This is a day to not forget
A day that caused so many pain
I try to focus on the good to come
On what is left to build, to gain
On what is left to claim
A rainbow of opportunities
And a pot full of gold
They are as real as the people who try to steal them
Before they are even mine
Tomorrow is a new day
Every moment another chance
Today is the 2nd anniversary of the attack on the World Trade Center Buildings on September 11, 2001. I remember watching the 2nd attack on television, the 2nd building being hit…it was a shock to my system…I couldn’t believe it, it didn’t seem real. Then all of a sudden it was too real and I wanted to turn it off, tune it out, make it go away. But I couldn’t…it was real, and it happened, and there was nothing I could do to change that. I tried to blame myself, but no one is to blame…the horrific happenings that day are beyond explanation, beyond excuse, beyond blame. As I said in a previous entry…I can only move forward not backward in time.
I saw my counselor today, and it was a very good meeting. I was tired though throughout the meeting, and at times was easily confused. She liked my work I did on the assignment she gave me from last week. She gave me some papers and I will look at those throughout the week until our next appointment.
Tomorrow I will probably go to Nikki’s house in the afternoon. That is great…I love spending time with Nikki…she is my best friend. She understands me a lot more than everybody else. I remember thinking after Rachel B. I would never have another best friend…I guess I was wrong! Nikki I lub you! You are the best!

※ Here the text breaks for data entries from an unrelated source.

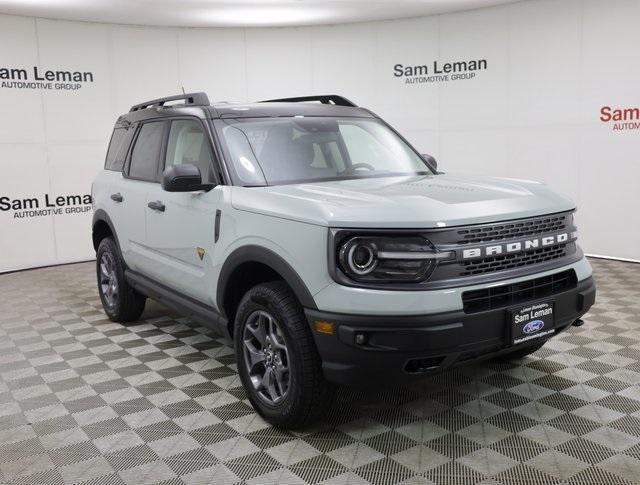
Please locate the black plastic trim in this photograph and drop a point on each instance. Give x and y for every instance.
(185, 305)
(322, 98)
(390, 343)
(101, 216)
(453, 281)
(190, 99)
(216, 231)
(259, 254)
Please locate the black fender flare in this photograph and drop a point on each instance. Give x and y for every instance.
(259, 254)
(101, 216)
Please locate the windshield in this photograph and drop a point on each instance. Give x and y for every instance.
(274, 151)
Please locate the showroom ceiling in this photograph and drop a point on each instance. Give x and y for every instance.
(236, 13)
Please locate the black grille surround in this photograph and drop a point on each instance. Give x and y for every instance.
(513, 229)
(509, 261)
(506, 295)
(483, 266)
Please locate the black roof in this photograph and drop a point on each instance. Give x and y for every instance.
(198, 104)
(274, 109)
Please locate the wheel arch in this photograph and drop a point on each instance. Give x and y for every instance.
(101, 227)
(261, 259)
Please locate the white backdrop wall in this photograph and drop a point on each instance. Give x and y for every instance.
(533, 113)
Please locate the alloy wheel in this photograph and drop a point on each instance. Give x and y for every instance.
(266, 357)
(108, 279)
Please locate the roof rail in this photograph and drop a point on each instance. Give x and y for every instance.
(190, 99)
(323, 98)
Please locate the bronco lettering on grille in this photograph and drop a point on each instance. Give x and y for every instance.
(515, 247)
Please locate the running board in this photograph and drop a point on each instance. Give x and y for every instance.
(185, 305)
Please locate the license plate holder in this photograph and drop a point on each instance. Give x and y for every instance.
(531, 322)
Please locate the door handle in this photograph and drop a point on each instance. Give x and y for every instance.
(156, 206)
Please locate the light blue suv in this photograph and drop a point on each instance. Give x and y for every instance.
(330, 251)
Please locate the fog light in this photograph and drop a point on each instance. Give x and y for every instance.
(323, 326)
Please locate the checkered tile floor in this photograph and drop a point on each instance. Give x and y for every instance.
(86, 400)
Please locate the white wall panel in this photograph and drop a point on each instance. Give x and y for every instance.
(474, 152)
(144, 64)
(72, 167)
(279, 63)
(533, 113)
(19, 49)
(335, 71)
(84, 114)
(544, 62)
(214, 61)
(406, 107)
(26, 242)
(480, 102)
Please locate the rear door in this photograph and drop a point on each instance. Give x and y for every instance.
(181, 230)
(129, 193)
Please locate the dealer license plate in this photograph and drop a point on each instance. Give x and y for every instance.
(534, 321)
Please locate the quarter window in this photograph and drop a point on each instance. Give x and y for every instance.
(146, 152)
(118, 146)
(189, 144)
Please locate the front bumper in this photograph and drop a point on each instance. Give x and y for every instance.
(401, 348)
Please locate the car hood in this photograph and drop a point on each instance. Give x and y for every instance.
(404, 202)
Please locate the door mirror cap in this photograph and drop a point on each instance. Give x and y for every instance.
(433, 163)
(184, 178)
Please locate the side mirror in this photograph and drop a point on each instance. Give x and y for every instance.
(183, 178)
(430, 160)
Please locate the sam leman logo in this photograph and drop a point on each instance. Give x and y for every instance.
(533, 326)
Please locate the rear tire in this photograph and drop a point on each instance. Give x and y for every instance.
(278, 362)
(522, 353)
(120, 301)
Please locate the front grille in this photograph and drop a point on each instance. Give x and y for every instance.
(506, 295)
(511, 230)
(509, 261)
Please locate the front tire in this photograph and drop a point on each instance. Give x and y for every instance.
(120, 301)
(277, 358)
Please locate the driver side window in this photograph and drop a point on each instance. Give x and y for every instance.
(363, 147)
(188, 143)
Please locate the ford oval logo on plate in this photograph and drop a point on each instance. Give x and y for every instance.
(533, 326)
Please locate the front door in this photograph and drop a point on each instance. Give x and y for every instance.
(129, 193)
(181, 227)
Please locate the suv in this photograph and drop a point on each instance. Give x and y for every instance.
(317, 238)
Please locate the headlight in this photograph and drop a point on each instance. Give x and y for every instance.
(388, 258)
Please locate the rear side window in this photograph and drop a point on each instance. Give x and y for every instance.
(117, 152)
(146, 152)
(188, 143)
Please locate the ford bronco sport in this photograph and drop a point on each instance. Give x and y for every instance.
(330, 251)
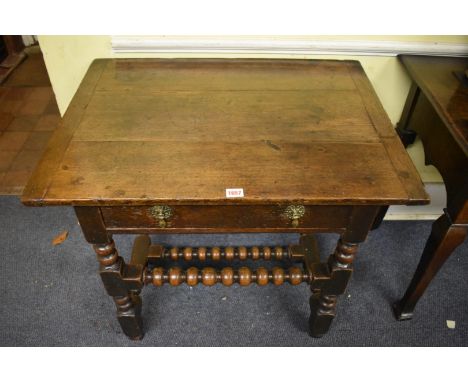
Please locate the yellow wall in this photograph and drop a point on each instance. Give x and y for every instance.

I gotta stop eating so much…I’ve been stuffing my face like I’m in an eating contest or something. The Topamax isn’t gonna help me lose weight if I keep eating like that. Okay, here’s the deal…I will start right now to cut down on what I eat…let’s see if I can do it…LOL I should start smoking again…when I smoke I’m not as hungry LOL I should get some cigs off Nikki…that would help…then I wouldn’t get so agitated.